Plans for the Future

Boschini said the parking garage is the first of three potential garages to be constructed on the university's campus.

Boschini said that one of the other two garages would potentially be located over on the east side of campus near Tandy and Rogers Hall and help alleviate the strain on parking for commuters.

The third one may be located in what Boschini referred to as “the sea of parking” next to the Wright Admissions Center.

Boschini said he believes the university will eventually construct both of those garages, but there are no plans in the immediate future for either of them.

Leeman said this first garage will not be for commuter parking, but more for the residents in Worth Hills that will have their parking spots eliminated once TCU begins work on its new Greek Village.

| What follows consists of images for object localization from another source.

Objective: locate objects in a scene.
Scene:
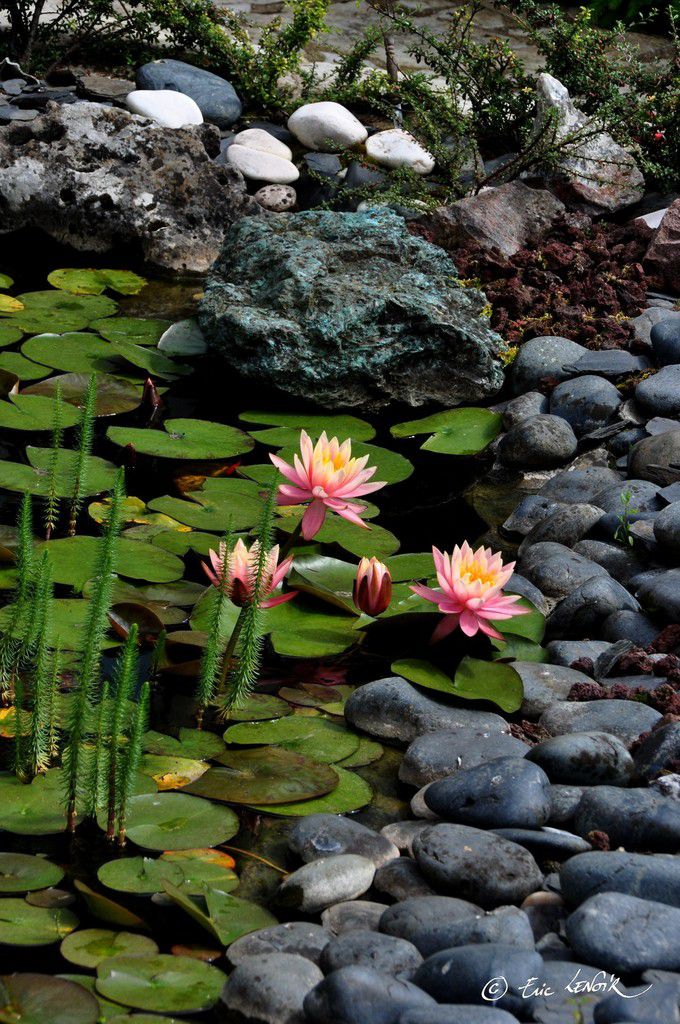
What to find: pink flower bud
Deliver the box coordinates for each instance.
[353,557,392,617]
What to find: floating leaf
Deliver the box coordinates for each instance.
[101,793,239,851]
[239,410,375,443]
[492,598,545,644]
[391,657,458,696]
[223,716,359,763]
[0,352,50,381]
[0,295,23,313]
[163,884,276,947]
[159,849,237,896]
[152,530,215,557]
[94,316,171,345]
[336,737,383,768]
[0,598,119,652]
[90,496,189,531]
[22,333,120,374]
[0,323,22,347]
[157,319,207,356]
[187,747,339,805]
[288,554,358,613]
[48,269,147,296]
[0,274,13,289]
[149,477,263,531]
[24,372,143,416]
[0,853,63,893]
[0,393,81,431]
[249,765,372,816]
[73,880,149,930]
[97,858,185,897]
[221,693,291,721]
[61,928,159,968]
[139,754,208,790]
[58,975,136,1023]
[2,290,117,333]
[391,407,502,455]
[0,974,99,1024]
[108,419,253,461]
[143,728,225,760]
[39,536,183,588]
[109,602,165,643]
[491,637,549,663]
[276,511,399,560]
[266,598,361,658]
[0,445,116,499]
[394,656,522,713]
[0,899,78,945]
[384,553,434,581]
[96,954,225,1014]
[0,775,67,834]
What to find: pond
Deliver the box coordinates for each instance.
[0,232,541,1019]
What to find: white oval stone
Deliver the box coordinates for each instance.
[227,144,299,184]
[126,89,203,129]
[254,184,297,212]
[365,128,435,175]
[233,128,293,162]
[288,101,367,152]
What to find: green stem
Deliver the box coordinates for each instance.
[279,520,303,561]
[217,605,248,694]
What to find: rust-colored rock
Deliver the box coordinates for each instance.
[644,198,680,294]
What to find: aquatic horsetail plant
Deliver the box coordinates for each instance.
[0,494,35,694]
[106,623,140,840]
[195,525,234,727]
[63,468,125,832]
[13,551,53,778]
[116,681,149,848]
[44,380,64,540]
[68,373,98,537]
[24,553,56,778]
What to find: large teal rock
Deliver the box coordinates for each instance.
[199,209,505,410]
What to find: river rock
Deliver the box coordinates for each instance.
[547,784,586,826]
[636,365,680,416]
[374,858,437,901]
[503,495,562,537]
[424,757,551,829]
[401,905,534,959]
[511,335,587,393]
[303,966,434,1024]
[227,144,299,183]
[288,101,367,151]
[413,824,542,907]
[633,722,680,781]
[520,548,608,602]
[233,127,293,160]
[126,89,203,127]
[636,568,680,622]
[254,184,297,212]
[288,814,398,869]
[199,209,505,410]
[320,930,423,975]
[573,786,680,851]
[533,73,644,211]
[502,391,549,430]
[498,415,578,468]
[645,199,680,294]
[136,58,241,126]
[549,375,622,436]
[566,893,680,973]
[0,101,258,274]
[546,640,611,667]
[398,1009,520,1024]
[601,608,660,646]
[365,128,434,174]
[221,952,323,1024]
[539,699,660,744]
[413,944,544,1015]
[321,901,386,935]
[653,501,680,554]
[227,922,329,967]
[571,348,650,377]
[540,465,621,504]
[379,896,480,947]
[651,317,680,365]
[594,981,680,1024]
[572,539,646,586]
[629,429,680,486]
[344,677,508,743]
[277,854,375,913]
[380,821,432,856]
[561,850,680,908]
[547,576,639,638]
[493,826,591,858]
[399,728,527,787]
[525,960,612,1023]
[518,504,605,556]
[526,732,634,786]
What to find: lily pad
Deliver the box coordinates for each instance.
[0,295,23,313]
[143,729,225,760]
[2,290,117,333]
[0,445,117,499]
[163,884,277,947]
[59,975,136,1023]
[73,880,149,931]
[221,693,292,721]
[223,716,359,763]
[384,553,434,581]
[239,410,375,443]
[0,393,82,432]
[0,853,63,893]
[276,511,399,560]
[138,754,208,791]
[393,656,523,714]
[96,954,225,1014]
[94,317,171,345]
[101,793,239,851]
[92,578,204,608]
[48,269,147,296]
[61,928,159,968]
[159,849,238,896]
[97,857,186,896]
[157,319,207,356]
[0,598,119,652]
[24,372,143,416]
[0,275,13,289]
[288,555,358,613]
[187,747,339,805]
[149,477,263,531]
[249,765,372,816]
[0,775,67,834]
[391,407,502,455]
[0,974,99,1024]
[266,598,361,659]
[492,598,545,643]
[40,536,183,588]
[108,419,253,461]
[109,602,165,643]
[152,530,215,557]
[0,351,50,381]
[336,737,384,768]
[0,899,78,945]
[22,333,120,374]
[0,323,23,347]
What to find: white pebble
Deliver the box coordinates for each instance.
[126,89,203,129]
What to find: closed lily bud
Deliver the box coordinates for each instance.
[353,557,392,616]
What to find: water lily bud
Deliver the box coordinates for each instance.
[353,557,392,616]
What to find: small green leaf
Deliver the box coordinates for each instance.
[107,419,254,460]
[453,656,523,713]
[391,407,502,455]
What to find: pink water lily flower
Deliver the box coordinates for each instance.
[269,430,387,540]
[202,538,296,608]
[353,557,392,617]
[410,542,529,641]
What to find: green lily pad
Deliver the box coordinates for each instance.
[239,410,375,443]
[91,578,203,608]
[0,598,119,652]
[96,954,225,1014]
[187,747,339,805]
[22,333,120,374]
[94,317,171,345]
[0,775,67,834]
[391,407,502,455]
[61,928,159,968]
[108,419,253,461]
[0,445,117,498]
[101,793,239,851]
[250,765,372,816]
[138,754,209,790]
[492,598,545,643]
[0,323,23,347]
[0,974,99,1024]
[0,393,81,431]
[336,737,384,768]
[2,290,117,333]
[73,880,149,931]
[97,858,185,897]
[384,553,434,581]
[48,269,147,296]
[0,352,50,381]
[288,555,358,613]
[0,275,13,289]
[149,477,264,531]
[276,510,399,560]
[152,530,215,557]
[108,340,189,380]
[24,372,143,416]
[491,636,549,663]
[159,849,238,896]
[0,853,63,893]
[221,693,292,721]
[143,729,225,761]
[157,319,207,356]
[59,975,134,1023]
[266,598,361,659]
[393,656,523,713]
[39,536,183,589]
[223,716,359,763]
[163,884,276,947]
[0,899,78,945]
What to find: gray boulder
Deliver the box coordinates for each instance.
[498,414,578,468]
[136,58,242,127]
[199,209,505,410]
[511,335,587,393]
[221,952,322,1024]
[566,893,680,973]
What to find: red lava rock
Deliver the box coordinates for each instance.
[648,624,680,655]
[569,657,595,676]
[586,830,610,851]
[567,682,605,701]
[613,651,654,676]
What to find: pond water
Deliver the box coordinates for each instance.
[0,231,525,1017]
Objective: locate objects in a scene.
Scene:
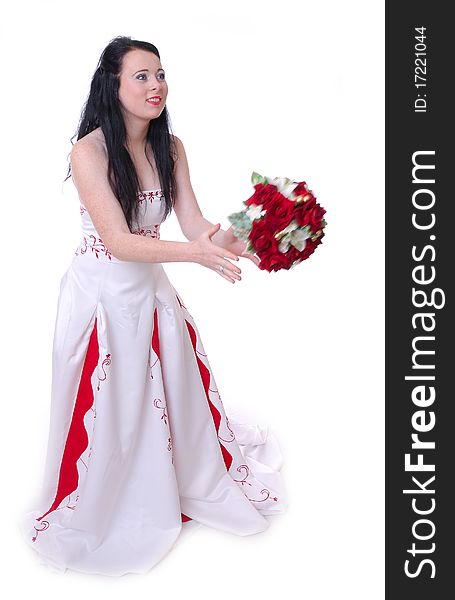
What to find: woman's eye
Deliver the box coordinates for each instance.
[136,72,165,81]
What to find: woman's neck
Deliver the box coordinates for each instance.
[123,114,150,154]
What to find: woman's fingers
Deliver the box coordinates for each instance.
[220,270,236,283]
[215,244,239,263]
[216,263,242,282]
[212,256,242,283]
[244,252,260,266]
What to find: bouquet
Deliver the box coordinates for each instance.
[227,172,327,272]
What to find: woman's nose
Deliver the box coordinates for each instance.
[149,76,162,90]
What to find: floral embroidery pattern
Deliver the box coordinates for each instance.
[131,224,160,238]
[75,235,113,260]
[31,493,81,542]
[32,520,50,542]
[153,398,174,463]
[249,489,279,503]
[148,349,159,378]
[153,397,168,425]
[96,353,111,391]
[218,414,236,443]
[167,436,174,464]
[80,404,97,470]
[233,464,253,487]
[232,464,278,503]
[63,493,80,510]
[207,388,235,443]
[136,190,164,204]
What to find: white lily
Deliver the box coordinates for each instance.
[278,226,312,253]
[245,203,267,221]
[267,176,300,199]
[276,220,299,237]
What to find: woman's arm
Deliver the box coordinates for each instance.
[171,135,227,247]
[70,137,241,271]
[171,136,259,266]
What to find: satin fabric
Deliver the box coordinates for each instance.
[18,186,288,576]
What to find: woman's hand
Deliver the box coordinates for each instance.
[189,223,243,284]
[222,225,260,267]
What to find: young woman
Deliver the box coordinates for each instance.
[19,35,287,576]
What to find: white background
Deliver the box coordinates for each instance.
[0,0,384,597]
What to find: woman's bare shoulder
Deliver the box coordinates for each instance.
[70,128,110,190]
[72,128,107,162]
[170,134,185,161]
[170,133,182,146]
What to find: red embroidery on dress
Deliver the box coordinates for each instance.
[247,489,278,503]
[233,464,253,487]
[75,235,113,260]
[136,190,164,204]
[65,493,80,509]
[153,398,168,425]
[218,414,236,443]
[175,293,186,309]
[153,398,173,463]
[231,464,278,503]
[83,405,97,467]
[96,353,111,391]
[206,387,235,442]
[131,224,160,238]
[32,520,50,542]
[31,492,82,542]
[80,204,87,215]
[167,436,174,464]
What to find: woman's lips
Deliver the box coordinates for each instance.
[146,97,161,105]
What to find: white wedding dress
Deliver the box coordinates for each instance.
[18,182,288,576]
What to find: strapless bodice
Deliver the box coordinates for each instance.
[75,189,166,263]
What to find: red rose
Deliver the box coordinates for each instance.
[286,245,302,264]
[245,183,278,209]
[249,218,276,254]
[249,219,292,272]
[299,233,324,261]
[258,249,292,272]
[308,204,326,232]
[293,181,308,195]
[294,197,325,232]
[293,181,314,200]
[262,195,295,233]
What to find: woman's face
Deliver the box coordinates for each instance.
[118,48,168,123]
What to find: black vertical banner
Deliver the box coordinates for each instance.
[386,2,454,597]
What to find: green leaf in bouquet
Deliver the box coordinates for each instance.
[227,210,252,242]
[251,171,268,187]
[245,238,256,254]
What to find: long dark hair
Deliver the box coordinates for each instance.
[64,35,177,229]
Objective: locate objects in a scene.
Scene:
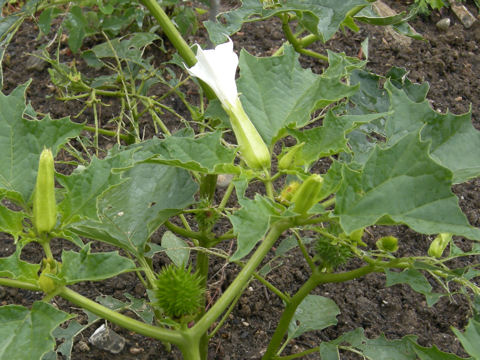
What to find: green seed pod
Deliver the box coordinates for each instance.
[315,237,352,270]
[224,99,271,170]
[33,148,57,234]
[278,142,305,170]
[291,174,324,214]
[428,233,452,258]
[154,265,204,319]
[376,236,399,253]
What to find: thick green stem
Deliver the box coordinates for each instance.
[262,265,378,359]
[0,278,39,291]
[190,219,293,336]
[196,249,210,360]
[59,287,183,344]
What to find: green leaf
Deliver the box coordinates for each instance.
[161,231,190,267]
[237,46,358,145]
[72,163,197,255]
[135,132,238,174]
[335,133,480,240]
[289,111,386,165]
[0,83,83,204]
[205,0,368,44]
[287,295,340,338]
[229,195,283,261]
[0,247,40,282]
[58,150,135,225]
[0,205,25,241]
[385,81,480,183]
[322,328,466,360]
[452,318,480,358]
[385,269,442,306]
[90,32,160,61]
[0,302,72,360]
[59,243,136,284]
[64,6,90,53]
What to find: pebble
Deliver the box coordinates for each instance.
[129,347,144,355]
[436,18,451,31]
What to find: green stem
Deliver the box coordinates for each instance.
[218,180,235,212]
[165,221,210,244]
[196,249,210,360]
[41,238,53,261]
[83,125,133,143]
[137,256,157,289]
[262,265,378,359]
[0,278,39,291]
[59,287,184,345]
[293,230,315,272]
[274,346,319,360]
[190,219,293,336]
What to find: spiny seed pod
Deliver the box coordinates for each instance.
[428,233,452,258]
[315,237,352,270]
[154,265,204,319]
[278,142,305,170]
[376,236,399,253]
[291,174,324,214]
[33,148,57,234]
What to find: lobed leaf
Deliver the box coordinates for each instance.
[0,247,39,282]
[59,243,136,284]
[0,302,72,360]
[335,133,480,240]
[0,83,82,204]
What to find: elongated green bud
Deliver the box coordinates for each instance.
[33,148,57,234]
[292,174,324,214]
[224,98,271,170]
[428,233,452,258]
[278,142,304,170]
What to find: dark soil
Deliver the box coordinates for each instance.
[1,1,480,359]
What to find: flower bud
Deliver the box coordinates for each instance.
[428,233,452,258]
[33,148,57,234]
[278,142,304,170]
[292,174,324,214]
[278,181,300,203]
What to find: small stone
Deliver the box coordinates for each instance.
[26,50,47,72]
[451,3,477,28]
[455,96,463,102]
[217,174,233,188]
[89,324,125,354]
[242,321,249,327]
[129,347,144,355]
[436,18,451,31]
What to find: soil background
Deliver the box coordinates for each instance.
[1,0,480,359]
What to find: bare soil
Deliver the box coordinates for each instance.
[1,1,480,359]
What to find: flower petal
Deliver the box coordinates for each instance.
[186,39,239,106]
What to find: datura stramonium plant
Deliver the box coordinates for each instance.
[186,39,271,170]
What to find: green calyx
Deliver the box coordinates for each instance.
[38,258,62,294]
[154,264,204,319]
[224,98,271,170]
[33,148,57,235]
[278,142,305,170]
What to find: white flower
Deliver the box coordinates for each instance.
[186,39,239,108]
[186,39,271,170]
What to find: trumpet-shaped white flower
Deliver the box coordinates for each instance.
[186,40,239,108]
[186,40,271,170]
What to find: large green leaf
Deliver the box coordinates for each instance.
[0,83,83,204]
[320,328,466,360]
[0,247,39,282]
[0,302,72,360]
[59,243,136,284]
[58,151,135,225]
[72,163,197,255]
[385,81,480,183]
[385,268,442,306]
[287,295,339,339]
[229,195,283,261]
[335,133,480,240]
[134,132,238,174]
[161,231,190,268]
[237,46,358,145]
[0,205,25,241]
[452,318,480,359]
[289,111,386,165]
[205,0,368,44]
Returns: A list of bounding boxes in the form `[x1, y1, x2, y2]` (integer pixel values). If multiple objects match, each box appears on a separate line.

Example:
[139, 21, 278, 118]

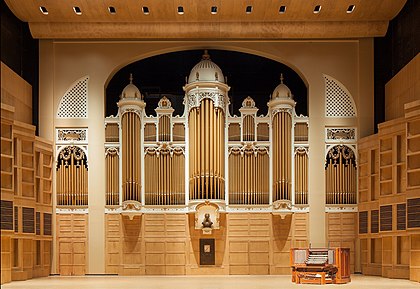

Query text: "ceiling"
[5, 0, 407, 39]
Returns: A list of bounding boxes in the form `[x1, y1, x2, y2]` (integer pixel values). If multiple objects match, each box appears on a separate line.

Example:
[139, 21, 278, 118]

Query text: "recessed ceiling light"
[73, 6, 82, 15]
[246, 6, 252, 14]
[177, 6, 184, 15]
[39, 6, 48, 15]
[142, 6, 149, 15]
[108, 6, 116, 14]
[279, 5, 286, 14]
[211, 6, 218, 15]
[313, 5, 321, 14]
[347, 5, 355, 14]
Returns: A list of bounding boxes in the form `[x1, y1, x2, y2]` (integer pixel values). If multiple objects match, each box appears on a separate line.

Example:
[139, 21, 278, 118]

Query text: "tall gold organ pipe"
[121, 112, 141, 202]
[272, 111, 292, 201]
[56, 146, 88, 206]
[325, 146, 357, 205]
[189, 99, 225, 200]
[294, 149, 308, 204]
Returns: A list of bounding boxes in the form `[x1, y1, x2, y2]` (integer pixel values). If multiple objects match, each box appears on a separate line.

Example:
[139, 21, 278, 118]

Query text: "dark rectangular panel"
[380, 205, 392, 231]
[43, 213, 52, 235]
[36, 212, 41, 235]
[397, 203, 406, 230]
[407, 198, 420, 228]
[371, 210, 379, 233]
[200, 238, 215, 266]
[0, 200, 13, 230]
[359, 211, 368, 234]
[22, 207, 35, 233]
[14, 206, 18, 232]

“When we build out Worth Hills, we’ll be taking virtually all the surface parking away from that site and there will be buildings in the parking lots there and creating green spaces in between the buildings,” he said.

Leeman said in addition to the new garage, the construction of the Greek Village will involve razing almost all Greek housing as well as Brachman Hall.

Before the university can move forward with any other garages, they must complete the first one and make sure it is both sufficient and safe, he said.

“This is the first one,” Leeman said. “We have to build a really good parking garage for our first time out of the block, and then that opens up the possibility for future ones.”